新型コロナウィルスも5類感染症へと変更され、コロナ前の日常が戻りつつあります。それに伴い、社員に対して出社を求める企業が増えています。しかし一方で、「リモートワークによって子育てや介護と仕事が両立できていたのに、今更出社が原則と言われても困る」と、転職を考える人が増えてきたと報じられています。今回は、リモートワークや生成AIの普及など、最近の働き方の変化への対応について考えてみます。

リモートワーク制度の導入率は増えているが実施頻度は減っている

パーソルキャリアが2023年11月に実施した調査によれば、リモートワーク制度を導入している企業の割合は新型コロナ5類移行前の57.4%から66.2%とむしろ増えています。また、リモートワーク制度を導入している企業の8割以上が今後も継続したいと考えており、未導入の企業でも約2割が導入を検討しています。

一方で、リモートワークの平均実施頻度については週1回、週2回をあわせて63.6%となりました。リモートワーク制度自体を廃止するのではなく、「週の半分以上は出社するように」という方針に変わった企業が多い様子がうかがえます。

リモートワーク実施者の9割はリモートワークを継続したい

社員に対して出社を求める企業の多くが理由に挙げるのが、「生産性の低下」と「コミュニケーション不足」ですが、リモートワークをしている社員の見方とは少し違うようです。

日経BP総合研究所イノベーションICTラボでは、2020年4月から定期的に「ワークスタイルに関する意識調査」を実施しています。最新の2024年4月のデータでは、リモートワークを実施している社員のうち、リモートワークで生産性が「下がった」とする人の割合は34.9%に対し、「変わらないもしくは上がった」とする人が65.1%とこちらの方が多くなっています。

実際、リモートワークになって移動時間がなくなることで、1日にこなせるミーティングや商談の数は増えます。一方で、紙の書類を扱う業務、特に捺印や発送、受領が必要な業務はオフィスに出社しなくては難しいでしょう。業務によってリモートワークに向き不向きがあり一概には言えませんが、自宅から職場までの移動時間も含めて考えると、「生産性が下がるから出社が原則」と言われて納得いかない人が多いのは頷けます。

「コミュニケーションの不足」についてはどうでしょうか。同じオフィスにいれば相手に話しかけやすい、ちょっとした雑談がきっかけとなり議論が深まるといったことがありますが、リモートで使うオンライン会議やチャットでは用がないとコミュニケーションが始まりません。業務上で質問したいことがあっても、相手の今の状況がわからなくては敷居が高く、特に若手社員の育成では課題となっています。

パーソルキャリアの調査でも、リモートワーク実施者の35.0%がリモートワークのデメリットとして「コミュニケーションの量・質の低下」を挙げています。

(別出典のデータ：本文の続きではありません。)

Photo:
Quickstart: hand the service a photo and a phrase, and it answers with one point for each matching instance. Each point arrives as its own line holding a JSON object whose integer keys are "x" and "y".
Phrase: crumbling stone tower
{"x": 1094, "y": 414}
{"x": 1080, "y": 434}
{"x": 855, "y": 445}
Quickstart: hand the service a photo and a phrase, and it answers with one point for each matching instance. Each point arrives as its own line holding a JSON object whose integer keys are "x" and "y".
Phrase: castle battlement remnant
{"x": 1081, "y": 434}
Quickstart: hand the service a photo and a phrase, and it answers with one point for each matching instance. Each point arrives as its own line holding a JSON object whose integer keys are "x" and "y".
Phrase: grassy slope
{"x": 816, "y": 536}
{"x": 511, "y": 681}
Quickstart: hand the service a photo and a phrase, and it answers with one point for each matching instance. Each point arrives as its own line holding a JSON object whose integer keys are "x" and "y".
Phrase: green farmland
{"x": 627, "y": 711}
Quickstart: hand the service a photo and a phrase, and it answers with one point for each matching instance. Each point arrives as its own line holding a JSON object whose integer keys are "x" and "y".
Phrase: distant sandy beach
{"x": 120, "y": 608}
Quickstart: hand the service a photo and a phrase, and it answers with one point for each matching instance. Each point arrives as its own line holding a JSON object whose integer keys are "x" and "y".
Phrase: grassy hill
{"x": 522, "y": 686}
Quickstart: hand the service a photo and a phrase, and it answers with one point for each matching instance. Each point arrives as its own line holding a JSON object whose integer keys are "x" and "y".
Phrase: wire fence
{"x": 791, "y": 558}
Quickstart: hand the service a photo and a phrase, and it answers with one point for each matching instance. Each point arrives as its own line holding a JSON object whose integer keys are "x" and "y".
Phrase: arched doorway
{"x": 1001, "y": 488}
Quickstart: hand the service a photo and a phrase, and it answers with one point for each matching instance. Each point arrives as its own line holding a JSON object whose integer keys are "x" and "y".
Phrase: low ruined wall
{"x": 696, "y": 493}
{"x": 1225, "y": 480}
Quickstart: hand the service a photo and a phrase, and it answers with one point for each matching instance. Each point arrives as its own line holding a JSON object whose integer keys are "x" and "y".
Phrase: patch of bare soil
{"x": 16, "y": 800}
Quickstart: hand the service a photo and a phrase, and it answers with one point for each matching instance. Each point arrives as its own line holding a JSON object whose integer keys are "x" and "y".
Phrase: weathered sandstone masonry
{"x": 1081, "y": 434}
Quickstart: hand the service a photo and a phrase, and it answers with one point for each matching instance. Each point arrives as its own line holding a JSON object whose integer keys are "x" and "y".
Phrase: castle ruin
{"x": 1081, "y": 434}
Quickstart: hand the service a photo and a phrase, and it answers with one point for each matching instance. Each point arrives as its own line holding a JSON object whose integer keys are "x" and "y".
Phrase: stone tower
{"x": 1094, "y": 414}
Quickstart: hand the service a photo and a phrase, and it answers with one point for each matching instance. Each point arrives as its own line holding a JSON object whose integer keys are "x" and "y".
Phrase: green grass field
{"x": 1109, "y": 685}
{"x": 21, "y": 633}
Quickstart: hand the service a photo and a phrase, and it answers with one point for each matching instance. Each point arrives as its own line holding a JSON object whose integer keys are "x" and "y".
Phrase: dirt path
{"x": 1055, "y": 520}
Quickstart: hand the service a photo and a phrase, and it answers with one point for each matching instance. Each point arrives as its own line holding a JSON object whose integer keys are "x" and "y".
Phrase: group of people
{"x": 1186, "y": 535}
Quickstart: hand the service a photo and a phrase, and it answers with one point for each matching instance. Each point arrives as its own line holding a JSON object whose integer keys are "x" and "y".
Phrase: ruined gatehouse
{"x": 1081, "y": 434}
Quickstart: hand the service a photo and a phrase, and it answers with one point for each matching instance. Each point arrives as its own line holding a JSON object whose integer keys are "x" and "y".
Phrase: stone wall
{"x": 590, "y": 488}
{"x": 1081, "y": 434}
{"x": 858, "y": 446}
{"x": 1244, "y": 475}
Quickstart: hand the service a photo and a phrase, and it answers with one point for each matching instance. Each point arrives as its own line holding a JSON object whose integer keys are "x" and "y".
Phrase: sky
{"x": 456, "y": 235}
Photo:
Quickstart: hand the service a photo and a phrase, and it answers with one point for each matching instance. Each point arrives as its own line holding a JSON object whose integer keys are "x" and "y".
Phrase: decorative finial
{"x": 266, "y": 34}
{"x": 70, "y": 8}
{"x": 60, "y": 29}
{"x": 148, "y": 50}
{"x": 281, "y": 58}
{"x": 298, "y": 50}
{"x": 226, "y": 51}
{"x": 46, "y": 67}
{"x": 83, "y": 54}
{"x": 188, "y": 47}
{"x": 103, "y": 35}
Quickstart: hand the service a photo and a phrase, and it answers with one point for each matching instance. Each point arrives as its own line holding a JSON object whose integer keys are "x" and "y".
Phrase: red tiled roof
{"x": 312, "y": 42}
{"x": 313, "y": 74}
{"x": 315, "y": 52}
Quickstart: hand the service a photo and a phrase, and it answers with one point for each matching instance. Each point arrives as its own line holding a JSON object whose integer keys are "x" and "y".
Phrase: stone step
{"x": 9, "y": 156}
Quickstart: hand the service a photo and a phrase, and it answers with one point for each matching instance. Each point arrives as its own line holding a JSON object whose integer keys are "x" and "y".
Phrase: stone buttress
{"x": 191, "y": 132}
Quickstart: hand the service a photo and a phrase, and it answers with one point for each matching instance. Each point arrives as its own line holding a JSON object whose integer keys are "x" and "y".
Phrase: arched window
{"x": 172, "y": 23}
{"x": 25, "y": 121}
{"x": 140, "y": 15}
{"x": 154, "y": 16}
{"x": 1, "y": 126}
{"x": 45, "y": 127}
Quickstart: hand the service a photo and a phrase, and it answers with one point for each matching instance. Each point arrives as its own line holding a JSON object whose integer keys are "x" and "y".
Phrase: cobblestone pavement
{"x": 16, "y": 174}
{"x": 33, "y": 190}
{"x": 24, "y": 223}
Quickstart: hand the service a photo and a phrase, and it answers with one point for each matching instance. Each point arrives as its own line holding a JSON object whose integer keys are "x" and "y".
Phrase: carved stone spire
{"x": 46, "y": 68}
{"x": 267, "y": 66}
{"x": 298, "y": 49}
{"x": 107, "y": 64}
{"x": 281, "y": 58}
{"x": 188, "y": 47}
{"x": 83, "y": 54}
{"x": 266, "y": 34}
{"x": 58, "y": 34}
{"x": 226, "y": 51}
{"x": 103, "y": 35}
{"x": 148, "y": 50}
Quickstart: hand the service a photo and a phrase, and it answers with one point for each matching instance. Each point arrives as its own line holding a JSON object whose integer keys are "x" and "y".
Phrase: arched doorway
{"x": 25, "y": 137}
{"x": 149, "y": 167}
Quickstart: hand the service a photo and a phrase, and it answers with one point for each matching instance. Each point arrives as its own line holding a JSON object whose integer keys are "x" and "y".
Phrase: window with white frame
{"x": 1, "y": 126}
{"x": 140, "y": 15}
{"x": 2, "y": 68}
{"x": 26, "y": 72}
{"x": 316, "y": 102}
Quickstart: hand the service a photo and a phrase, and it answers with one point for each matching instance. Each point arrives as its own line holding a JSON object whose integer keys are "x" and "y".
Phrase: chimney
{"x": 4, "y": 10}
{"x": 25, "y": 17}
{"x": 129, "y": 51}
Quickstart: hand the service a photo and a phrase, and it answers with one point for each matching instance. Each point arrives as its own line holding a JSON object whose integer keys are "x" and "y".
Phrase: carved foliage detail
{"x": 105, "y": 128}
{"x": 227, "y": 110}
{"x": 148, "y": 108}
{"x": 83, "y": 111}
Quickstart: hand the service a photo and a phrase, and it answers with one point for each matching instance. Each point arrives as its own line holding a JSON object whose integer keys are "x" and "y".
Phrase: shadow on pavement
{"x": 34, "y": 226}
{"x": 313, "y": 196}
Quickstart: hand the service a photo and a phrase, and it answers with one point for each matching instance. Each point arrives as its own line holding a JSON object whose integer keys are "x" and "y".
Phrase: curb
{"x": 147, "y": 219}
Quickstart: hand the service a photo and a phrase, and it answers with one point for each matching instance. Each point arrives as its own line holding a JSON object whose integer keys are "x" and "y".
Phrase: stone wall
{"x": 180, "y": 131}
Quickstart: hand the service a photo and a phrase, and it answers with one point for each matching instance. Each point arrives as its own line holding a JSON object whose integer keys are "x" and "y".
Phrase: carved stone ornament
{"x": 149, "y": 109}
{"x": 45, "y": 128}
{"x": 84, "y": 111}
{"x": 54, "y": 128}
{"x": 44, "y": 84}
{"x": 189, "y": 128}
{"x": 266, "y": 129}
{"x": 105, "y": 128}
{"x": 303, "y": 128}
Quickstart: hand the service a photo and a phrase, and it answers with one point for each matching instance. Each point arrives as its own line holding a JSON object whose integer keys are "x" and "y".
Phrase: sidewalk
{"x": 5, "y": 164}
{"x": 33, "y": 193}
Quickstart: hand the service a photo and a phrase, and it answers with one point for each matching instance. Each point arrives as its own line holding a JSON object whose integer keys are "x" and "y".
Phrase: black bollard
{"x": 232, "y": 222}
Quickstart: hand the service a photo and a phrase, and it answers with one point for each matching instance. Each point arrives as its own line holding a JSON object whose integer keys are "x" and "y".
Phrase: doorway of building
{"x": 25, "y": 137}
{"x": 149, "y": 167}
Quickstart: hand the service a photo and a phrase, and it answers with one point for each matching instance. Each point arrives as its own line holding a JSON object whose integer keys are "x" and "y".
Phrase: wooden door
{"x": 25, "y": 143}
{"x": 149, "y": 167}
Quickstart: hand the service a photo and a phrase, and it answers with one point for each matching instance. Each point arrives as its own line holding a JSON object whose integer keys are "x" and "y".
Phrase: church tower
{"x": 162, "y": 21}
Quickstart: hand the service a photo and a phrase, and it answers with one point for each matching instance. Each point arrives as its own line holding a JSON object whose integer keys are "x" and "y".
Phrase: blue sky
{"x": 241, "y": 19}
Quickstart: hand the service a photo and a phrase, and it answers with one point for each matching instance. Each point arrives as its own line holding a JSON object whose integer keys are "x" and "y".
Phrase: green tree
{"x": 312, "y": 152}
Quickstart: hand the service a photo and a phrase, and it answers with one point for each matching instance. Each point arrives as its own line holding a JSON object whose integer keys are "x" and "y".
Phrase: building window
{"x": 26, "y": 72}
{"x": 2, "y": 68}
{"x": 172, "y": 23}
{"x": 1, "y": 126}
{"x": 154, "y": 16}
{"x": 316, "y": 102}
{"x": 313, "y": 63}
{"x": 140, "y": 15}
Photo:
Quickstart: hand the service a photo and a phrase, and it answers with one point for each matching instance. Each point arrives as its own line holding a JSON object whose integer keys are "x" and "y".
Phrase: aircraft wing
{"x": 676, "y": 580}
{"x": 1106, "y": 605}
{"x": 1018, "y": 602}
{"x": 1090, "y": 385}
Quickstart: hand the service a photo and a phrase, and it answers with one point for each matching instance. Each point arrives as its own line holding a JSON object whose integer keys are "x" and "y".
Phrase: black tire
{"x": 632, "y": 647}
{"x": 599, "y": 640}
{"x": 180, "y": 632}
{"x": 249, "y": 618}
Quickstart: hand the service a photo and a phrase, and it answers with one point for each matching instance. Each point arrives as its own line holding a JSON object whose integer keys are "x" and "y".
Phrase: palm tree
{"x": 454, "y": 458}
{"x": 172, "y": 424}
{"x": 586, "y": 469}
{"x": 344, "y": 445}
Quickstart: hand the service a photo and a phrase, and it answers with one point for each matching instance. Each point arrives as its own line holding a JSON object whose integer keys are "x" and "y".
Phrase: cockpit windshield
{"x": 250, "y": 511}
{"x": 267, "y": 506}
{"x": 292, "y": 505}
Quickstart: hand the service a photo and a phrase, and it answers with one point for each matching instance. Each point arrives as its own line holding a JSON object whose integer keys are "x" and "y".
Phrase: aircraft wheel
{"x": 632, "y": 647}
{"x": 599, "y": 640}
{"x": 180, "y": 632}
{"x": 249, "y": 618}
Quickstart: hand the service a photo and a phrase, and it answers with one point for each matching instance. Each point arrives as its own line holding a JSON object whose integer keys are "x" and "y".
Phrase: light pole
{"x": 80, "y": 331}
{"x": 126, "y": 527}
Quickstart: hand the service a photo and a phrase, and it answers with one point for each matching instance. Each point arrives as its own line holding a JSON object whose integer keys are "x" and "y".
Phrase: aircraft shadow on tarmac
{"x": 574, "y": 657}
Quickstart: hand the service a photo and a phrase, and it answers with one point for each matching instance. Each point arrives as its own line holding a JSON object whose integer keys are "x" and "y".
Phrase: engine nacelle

コミュニケーション不足を解消するための工夫として、過去にはバーチャルオフィスの導入したり、全員がオフィスに集まる日を設けるなどのさまざまな工夫が行われています。

そんな課題がありつつも、実際に現在リモートワークをしている人の9割以上が、今後もリモートワークを継続したいと考えています。そして、リモートワークができなくなった場合は、65.4%の人が転職を検討すると回答しています。リモートワークという働き方を経験した人の多くが、リモートワークがない働き方には戻れないと感じています。

「リモート可」とフルリモートは違う

リモートワークがしづらくなったことで転職を考える人は、当然、転職時に「リモートワーク制度がある」ことを条件として転職活動をします。そして当然ですが、制度があるだけでなく、どのくらいの頻度でリモートワークが可能なのかを確認します。特に、地方移住を前提としている人であればフルリモートで働けるかは就業の決め手となるでしょう。

一方で、採用する側の視点で考えてみると、「リモート可」と「フルリモート」の間、そしてフルリモートだとしても必要時には出社可能なのか、地方移住で物理的に出社不可能なのかには大きな違いがあるように思います。

例えば営業職であれば、クライアントから呼び出しがあれば訪問せざるを得ないことがあります。不始末のお詫びであればリモートで済ませようとして怒りに油を注いでしまうこともあるでしょう。バックオフィス業務であれば、銀行の担当者の訪問に対応するためには出社せざるを得ません。役員であれば株主総会に出席するためには本社に近い会場にいる必要があります。災害時などの非常時には誰かが会社に出社して状況を確認しなくてはいけません。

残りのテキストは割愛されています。